Economia

Cassa integrazione: numeri in calo a novembre, resta il rischio disoccupazione all’orizzonte

"Ecco perché resta sempre attuale e valido il discorso di investire nelle politiche attive e nella formazione dei lavoratori", spiega Mesagna, segretario, con delega al mercato del lavoro della Cisl Monza Brianza Lecco.

Lavoro

In Brianza, a ottobre, i numeri della cassa integrazione evidenziavano chiaramente una situazione del mercato del lavoro tutt’altro che fuori pericolo: 1 lavoratore su 4 era a rischio di essere toccato dall’ammortizzatore sociale. I numeri di novembre invece, nonostante il lockdown, sembrano andare nella direzione opposta.

Per quanto riguarda le province di Monza e Brianza e Milano, le ore di cassa integrazione richieste sono diminuite rispetto al mese precedente. Tuttavia, confrontandole con quelle del medesimo periodo del 2019 si evince chiaramente che si tratta di una situazione di grande criticità.

“Prima di andare ad analizzare i numeri della cassa integrazione, è doveroso fare tre considerazioni: stiamo parlando di autorizzazioni alla cassa integrazione e non utilizzo vero e proprio; i dati sono incorporati con quelli di Milano (Inps non li scorpora); riguardano tre tipi di cassa integrazione, ovvero quella ordinaria, straordinaria e in deroga. Pertanto sono dati parziali e quindi sottostimati. Tutto ciò premesso, possiamo partire col dire che a settembre eravamo a quota 21milioni e 300mila ore, ottobre 42 milioni e 600mila, mentre a novembre i numeri sono calati riavvicinandosi ai livelli di settembre, ovvero 22 milioni 288.343. Di queste, 11 milioni 881mila ore sono di cassa ordinaria (che riguarda il settore manifatturiero), mentre 9 milioni 784mila sono di cassa in deroga (utilizzata da tutto il terziario e servizi)”, spiega Enzo Mesagna, segretario, con delega al mercato del lavoro della Cisl Monza Brianza Lecco.

Novembre: numeri solo apparentemente positivi

“La cassa integrazione di ottobre, con numeri raddoppiati rispetto a settembre, faceva presagire un quarto trimestre ancora più negativo e invece è andato nella direzione opposta.
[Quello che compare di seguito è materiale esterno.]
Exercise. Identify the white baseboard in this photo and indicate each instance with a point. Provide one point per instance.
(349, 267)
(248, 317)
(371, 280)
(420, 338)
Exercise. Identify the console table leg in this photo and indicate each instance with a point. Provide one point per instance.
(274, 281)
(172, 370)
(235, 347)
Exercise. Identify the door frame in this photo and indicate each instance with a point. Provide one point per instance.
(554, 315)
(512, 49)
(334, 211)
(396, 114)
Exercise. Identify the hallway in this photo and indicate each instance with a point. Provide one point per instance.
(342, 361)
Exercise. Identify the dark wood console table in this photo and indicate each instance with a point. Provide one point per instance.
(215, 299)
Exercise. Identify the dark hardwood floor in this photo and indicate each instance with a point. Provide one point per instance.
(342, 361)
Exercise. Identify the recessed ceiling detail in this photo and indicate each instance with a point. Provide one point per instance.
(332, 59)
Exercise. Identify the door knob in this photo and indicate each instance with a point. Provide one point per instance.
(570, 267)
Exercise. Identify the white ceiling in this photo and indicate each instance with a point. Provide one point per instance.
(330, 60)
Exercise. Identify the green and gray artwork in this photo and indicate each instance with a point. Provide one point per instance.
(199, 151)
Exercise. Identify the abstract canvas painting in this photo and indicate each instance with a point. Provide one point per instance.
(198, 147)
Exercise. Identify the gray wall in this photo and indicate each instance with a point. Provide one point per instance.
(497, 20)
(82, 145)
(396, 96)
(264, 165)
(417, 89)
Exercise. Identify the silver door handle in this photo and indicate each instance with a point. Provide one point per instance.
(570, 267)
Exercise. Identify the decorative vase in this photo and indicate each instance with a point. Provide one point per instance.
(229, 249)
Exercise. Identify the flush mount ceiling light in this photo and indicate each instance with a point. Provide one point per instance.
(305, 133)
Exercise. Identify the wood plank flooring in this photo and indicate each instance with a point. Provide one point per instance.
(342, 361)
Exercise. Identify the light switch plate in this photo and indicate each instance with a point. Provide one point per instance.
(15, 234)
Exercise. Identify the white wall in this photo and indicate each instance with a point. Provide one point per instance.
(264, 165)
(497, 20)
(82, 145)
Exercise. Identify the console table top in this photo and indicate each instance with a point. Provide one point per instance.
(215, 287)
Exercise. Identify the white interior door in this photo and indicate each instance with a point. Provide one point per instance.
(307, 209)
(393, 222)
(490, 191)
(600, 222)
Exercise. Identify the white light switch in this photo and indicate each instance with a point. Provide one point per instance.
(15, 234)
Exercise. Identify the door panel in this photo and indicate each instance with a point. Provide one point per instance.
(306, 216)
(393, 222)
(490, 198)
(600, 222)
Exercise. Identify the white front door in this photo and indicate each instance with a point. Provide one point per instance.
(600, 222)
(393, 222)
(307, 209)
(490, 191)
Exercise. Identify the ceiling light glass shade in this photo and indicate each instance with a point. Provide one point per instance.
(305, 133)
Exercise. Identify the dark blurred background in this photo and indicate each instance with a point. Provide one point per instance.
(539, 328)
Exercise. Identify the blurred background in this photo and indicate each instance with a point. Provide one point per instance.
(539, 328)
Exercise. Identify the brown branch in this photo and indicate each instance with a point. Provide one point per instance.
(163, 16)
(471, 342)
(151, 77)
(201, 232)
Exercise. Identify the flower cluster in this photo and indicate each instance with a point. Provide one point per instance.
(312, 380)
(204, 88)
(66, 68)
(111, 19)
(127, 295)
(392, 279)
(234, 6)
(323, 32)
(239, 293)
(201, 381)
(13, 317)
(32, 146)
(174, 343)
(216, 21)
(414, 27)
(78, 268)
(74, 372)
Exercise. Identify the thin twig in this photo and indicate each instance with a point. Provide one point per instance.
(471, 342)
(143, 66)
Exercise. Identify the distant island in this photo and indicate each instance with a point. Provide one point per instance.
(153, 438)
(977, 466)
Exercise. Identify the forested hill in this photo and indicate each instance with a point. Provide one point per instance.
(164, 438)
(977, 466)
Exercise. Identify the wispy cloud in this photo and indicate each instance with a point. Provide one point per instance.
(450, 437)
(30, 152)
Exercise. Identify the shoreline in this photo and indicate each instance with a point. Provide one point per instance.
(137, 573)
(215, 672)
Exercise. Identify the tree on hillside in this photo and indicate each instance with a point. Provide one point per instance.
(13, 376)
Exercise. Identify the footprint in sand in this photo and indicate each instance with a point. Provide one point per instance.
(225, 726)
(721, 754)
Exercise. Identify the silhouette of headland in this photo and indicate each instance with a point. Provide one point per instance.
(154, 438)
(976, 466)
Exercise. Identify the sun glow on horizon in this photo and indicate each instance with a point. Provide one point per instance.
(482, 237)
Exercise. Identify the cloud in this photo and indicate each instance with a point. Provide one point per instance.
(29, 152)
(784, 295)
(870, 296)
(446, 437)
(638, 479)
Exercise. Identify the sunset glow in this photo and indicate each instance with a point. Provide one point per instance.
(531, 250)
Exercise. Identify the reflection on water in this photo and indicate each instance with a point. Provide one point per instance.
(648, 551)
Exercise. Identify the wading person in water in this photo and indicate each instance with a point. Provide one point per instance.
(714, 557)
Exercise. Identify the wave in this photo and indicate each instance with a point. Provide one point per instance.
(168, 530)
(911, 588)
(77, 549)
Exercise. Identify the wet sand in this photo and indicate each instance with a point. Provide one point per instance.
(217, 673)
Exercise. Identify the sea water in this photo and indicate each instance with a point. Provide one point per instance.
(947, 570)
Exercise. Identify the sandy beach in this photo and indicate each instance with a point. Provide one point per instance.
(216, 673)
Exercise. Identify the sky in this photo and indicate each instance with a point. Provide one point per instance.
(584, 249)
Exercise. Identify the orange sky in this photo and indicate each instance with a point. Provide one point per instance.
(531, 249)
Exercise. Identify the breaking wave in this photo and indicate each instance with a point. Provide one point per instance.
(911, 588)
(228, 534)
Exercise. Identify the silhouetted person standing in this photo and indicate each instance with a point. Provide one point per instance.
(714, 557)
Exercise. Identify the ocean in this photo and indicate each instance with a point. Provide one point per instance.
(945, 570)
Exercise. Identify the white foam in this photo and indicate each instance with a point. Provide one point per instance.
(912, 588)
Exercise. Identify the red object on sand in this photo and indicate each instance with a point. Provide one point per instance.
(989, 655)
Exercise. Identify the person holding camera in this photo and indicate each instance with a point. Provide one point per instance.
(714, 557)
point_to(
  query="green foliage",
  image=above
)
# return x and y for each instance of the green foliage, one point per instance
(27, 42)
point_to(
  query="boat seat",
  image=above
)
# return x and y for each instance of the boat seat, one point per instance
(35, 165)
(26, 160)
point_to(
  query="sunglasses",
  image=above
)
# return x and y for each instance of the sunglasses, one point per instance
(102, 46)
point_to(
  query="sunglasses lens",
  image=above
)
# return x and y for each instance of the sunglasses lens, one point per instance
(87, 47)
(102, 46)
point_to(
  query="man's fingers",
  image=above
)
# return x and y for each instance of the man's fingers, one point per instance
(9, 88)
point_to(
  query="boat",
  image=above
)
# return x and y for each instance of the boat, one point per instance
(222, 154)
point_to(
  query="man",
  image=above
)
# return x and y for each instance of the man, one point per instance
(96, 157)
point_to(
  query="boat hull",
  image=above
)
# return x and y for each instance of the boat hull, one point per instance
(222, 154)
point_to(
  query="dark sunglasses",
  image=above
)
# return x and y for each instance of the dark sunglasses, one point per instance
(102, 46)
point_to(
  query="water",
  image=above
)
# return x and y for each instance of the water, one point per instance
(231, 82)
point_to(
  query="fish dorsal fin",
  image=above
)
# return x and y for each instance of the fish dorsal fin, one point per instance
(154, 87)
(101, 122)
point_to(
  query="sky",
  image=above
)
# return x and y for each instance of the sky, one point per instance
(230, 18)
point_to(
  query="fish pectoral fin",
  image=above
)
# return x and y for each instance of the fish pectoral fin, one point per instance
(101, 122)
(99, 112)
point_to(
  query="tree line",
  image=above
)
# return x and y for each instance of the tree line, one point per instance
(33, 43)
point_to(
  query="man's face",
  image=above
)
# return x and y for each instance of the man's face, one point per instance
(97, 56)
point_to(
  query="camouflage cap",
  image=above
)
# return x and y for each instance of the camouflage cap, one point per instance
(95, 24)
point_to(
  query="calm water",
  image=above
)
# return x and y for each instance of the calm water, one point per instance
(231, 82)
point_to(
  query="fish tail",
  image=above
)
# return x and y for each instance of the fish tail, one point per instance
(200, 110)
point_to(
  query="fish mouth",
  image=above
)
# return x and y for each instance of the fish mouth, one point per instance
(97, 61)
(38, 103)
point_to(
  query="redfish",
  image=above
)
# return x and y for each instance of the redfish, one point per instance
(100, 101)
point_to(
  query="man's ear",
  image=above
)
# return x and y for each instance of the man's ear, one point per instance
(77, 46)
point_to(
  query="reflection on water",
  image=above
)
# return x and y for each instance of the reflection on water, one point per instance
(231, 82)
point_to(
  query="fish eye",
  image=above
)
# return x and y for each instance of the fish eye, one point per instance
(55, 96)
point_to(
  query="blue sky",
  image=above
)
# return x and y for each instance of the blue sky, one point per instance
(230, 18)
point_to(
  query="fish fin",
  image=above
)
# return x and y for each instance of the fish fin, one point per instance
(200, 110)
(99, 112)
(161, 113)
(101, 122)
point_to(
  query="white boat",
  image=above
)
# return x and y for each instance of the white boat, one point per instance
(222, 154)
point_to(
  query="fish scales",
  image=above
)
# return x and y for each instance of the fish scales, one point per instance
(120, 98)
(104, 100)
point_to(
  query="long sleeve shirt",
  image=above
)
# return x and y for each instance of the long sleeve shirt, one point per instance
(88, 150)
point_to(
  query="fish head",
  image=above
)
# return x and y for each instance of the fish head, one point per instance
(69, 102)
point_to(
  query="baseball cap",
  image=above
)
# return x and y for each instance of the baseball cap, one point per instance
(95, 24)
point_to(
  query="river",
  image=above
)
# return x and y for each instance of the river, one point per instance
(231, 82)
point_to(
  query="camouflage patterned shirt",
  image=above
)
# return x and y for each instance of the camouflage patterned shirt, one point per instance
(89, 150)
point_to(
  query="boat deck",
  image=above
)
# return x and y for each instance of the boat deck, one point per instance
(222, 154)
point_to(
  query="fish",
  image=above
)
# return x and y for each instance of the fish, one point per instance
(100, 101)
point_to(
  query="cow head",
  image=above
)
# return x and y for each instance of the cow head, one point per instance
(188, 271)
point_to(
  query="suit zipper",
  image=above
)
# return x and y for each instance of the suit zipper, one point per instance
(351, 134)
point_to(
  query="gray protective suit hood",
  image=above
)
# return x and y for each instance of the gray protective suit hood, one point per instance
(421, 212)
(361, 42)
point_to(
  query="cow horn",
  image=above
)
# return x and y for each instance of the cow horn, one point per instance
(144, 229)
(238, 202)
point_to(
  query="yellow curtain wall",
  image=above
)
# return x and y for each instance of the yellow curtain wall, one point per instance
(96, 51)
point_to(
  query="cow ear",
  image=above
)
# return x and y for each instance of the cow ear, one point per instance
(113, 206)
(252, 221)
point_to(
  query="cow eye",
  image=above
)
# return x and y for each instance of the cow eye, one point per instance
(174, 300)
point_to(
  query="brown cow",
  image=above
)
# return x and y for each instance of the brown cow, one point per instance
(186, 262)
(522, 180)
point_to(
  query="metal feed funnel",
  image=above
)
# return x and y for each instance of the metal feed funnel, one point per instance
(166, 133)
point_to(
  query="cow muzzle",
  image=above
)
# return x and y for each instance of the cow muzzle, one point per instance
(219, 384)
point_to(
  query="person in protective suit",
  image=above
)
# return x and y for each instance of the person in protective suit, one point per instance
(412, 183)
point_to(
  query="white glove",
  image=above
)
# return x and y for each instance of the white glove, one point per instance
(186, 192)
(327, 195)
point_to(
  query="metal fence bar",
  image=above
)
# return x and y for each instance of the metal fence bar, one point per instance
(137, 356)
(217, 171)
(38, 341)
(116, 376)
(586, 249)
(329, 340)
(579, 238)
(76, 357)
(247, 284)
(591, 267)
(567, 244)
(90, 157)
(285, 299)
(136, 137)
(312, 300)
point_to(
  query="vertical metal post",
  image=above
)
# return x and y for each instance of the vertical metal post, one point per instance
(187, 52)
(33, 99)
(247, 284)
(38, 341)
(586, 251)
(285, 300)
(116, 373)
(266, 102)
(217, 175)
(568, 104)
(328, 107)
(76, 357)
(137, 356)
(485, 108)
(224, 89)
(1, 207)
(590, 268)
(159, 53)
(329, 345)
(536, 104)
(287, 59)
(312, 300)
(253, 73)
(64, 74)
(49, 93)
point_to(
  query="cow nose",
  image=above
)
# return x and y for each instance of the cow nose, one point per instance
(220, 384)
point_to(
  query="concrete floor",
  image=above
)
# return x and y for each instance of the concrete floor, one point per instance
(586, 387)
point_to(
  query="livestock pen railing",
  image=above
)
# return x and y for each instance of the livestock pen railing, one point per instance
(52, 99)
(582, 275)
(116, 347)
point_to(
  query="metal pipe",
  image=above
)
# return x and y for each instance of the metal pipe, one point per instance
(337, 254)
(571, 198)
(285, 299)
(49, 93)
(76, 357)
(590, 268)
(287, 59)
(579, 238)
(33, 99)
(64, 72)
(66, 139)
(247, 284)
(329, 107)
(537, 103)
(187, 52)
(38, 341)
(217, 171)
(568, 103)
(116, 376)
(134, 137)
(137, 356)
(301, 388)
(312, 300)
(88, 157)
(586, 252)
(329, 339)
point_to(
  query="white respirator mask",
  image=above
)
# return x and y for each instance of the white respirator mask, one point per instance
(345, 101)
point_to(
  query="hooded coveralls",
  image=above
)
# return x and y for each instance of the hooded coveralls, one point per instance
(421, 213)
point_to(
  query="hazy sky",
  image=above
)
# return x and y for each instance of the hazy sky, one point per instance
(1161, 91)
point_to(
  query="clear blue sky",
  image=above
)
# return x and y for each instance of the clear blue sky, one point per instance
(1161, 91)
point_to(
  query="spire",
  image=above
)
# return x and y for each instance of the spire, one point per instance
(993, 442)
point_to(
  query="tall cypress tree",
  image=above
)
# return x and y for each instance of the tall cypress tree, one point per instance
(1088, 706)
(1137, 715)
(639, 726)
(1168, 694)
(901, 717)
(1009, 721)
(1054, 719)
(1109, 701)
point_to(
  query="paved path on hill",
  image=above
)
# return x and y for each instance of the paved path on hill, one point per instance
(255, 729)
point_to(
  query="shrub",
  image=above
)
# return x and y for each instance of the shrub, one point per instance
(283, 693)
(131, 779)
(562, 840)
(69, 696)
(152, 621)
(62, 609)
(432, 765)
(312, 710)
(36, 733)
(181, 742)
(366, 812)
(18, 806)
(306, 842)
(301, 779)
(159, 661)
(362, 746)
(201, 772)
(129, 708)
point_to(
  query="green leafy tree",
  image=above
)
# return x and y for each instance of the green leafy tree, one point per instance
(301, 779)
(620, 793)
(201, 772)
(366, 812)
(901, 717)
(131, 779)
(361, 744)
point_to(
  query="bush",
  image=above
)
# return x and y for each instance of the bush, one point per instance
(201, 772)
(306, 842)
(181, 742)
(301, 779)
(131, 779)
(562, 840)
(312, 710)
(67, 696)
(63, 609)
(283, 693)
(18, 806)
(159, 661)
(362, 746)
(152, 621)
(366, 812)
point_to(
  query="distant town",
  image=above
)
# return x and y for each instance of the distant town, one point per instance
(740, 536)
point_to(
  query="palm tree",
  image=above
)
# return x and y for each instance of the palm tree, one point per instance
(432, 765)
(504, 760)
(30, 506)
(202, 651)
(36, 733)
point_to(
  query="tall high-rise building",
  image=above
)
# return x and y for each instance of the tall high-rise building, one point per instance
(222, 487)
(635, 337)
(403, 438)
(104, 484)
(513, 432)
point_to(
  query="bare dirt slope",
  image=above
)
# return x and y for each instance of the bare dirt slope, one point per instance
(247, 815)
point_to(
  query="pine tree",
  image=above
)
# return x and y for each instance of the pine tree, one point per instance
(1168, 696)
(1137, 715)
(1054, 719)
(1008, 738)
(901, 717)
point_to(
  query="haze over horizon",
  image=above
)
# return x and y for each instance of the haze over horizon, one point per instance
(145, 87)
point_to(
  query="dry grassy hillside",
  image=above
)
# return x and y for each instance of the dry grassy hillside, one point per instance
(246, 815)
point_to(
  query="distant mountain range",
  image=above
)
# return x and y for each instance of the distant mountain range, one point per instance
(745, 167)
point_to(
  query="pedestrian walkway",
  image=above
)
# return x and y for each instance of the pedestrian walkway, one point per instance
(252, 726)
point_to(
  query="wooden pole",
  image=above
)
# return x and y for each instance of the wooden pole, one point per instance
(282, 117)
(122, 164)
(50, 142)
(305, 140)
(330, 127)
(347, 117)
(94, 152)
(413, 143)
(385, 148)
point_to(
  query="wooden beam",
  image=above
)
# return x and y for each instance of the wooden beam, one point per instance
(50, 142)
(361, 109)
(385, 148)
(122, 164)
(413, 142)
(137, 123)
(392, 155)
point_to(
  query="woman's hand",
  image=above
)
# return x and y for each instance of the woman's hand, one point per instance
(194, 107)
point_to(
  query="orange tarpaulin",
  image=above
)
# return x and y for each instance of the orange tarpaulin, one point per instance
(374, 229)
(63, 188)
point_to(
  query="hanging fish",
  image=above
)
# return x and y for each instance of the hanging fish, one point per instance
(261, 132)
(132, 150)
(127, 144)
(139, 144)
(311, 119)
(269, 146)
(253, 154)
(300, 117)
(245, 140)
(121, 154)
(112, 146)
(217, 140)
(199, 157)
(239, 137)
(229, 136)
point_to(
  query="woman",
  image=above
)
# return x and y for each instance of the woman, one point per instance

E’ difficile al momento identificare le ragioni di questo cambio inaspettato di tendenza, tuttavia la spiegazione più plausibile può risiedere nel fatto che le ore di cassa integrazione richieste a ottobre abbiano avuto ricadute anche sul mese di novembre. Bisogna sottolineare altresì che si tratta di un’inversione di tendenza che ha interessato soltanto le provincie di Monza, Brianza e Milano”.

“La situazione di apparente miglioramento di novembre si smaschera tuttavia facilmente se la si confronta con lo stesso mese del 2019: allora furono autorizzate 2milioni e 42mila ore di cassa integrazione. Quelle di novembre 2020 sono quindi cresciute di 11 volte“, chiarisce il segretario Cisl.

Novembre: 100 milioni di ore di CIG in Lombardia

Considerato che in tutta la Lombardia, sempre nel mese di novembre, sono state autorizzate 57milioni di ore di cassa integrazione, Monza Brianza e Milano rappresentano i 2/5 del totale ore della regione. Se poi ai 57milioni andiamo ad aggiungere le ore autorizzate di Fis (cassa per il terziario) arriviamo a 90milioni; con la Cisoa degli agricoli, il totalone del solo mese di novembre, in Lombardia, supera ampiamente i 100 milioni di ore“, spiega Mesagna.

Rischio licenziamenti dietro l’angolo

“Tutti i numeri che abbiamo appena visto sono il segnale chiaro di un‘economia in forte difficoltà e di un settore industriale in grande sofferenza. E’ altrettanto evidente che tale situazione si tradurrà nei prossimi mesi in un calo del Pil e una conseguente perdita di posti di lavoro. Alcune ricerche sostengono che sul territorio di Monza, un punto percentuale di Pil corrisponda a 1000 posti di lavoro in meno. E’ facile quindi immaginare lo scenario che andrà a delinearsi alla fine del blocco dei licenziamenti: se oggi le ore in meno di lavoro vengono coperte dagli ammortizzatori sociali, domani si tradurranno in un importante calo dell’occupazione. Ecco perché resta sempre attuale e valido il discorso di investire nelle politiche attive e nella formazione dei lavoratori“, conclude Mesagna.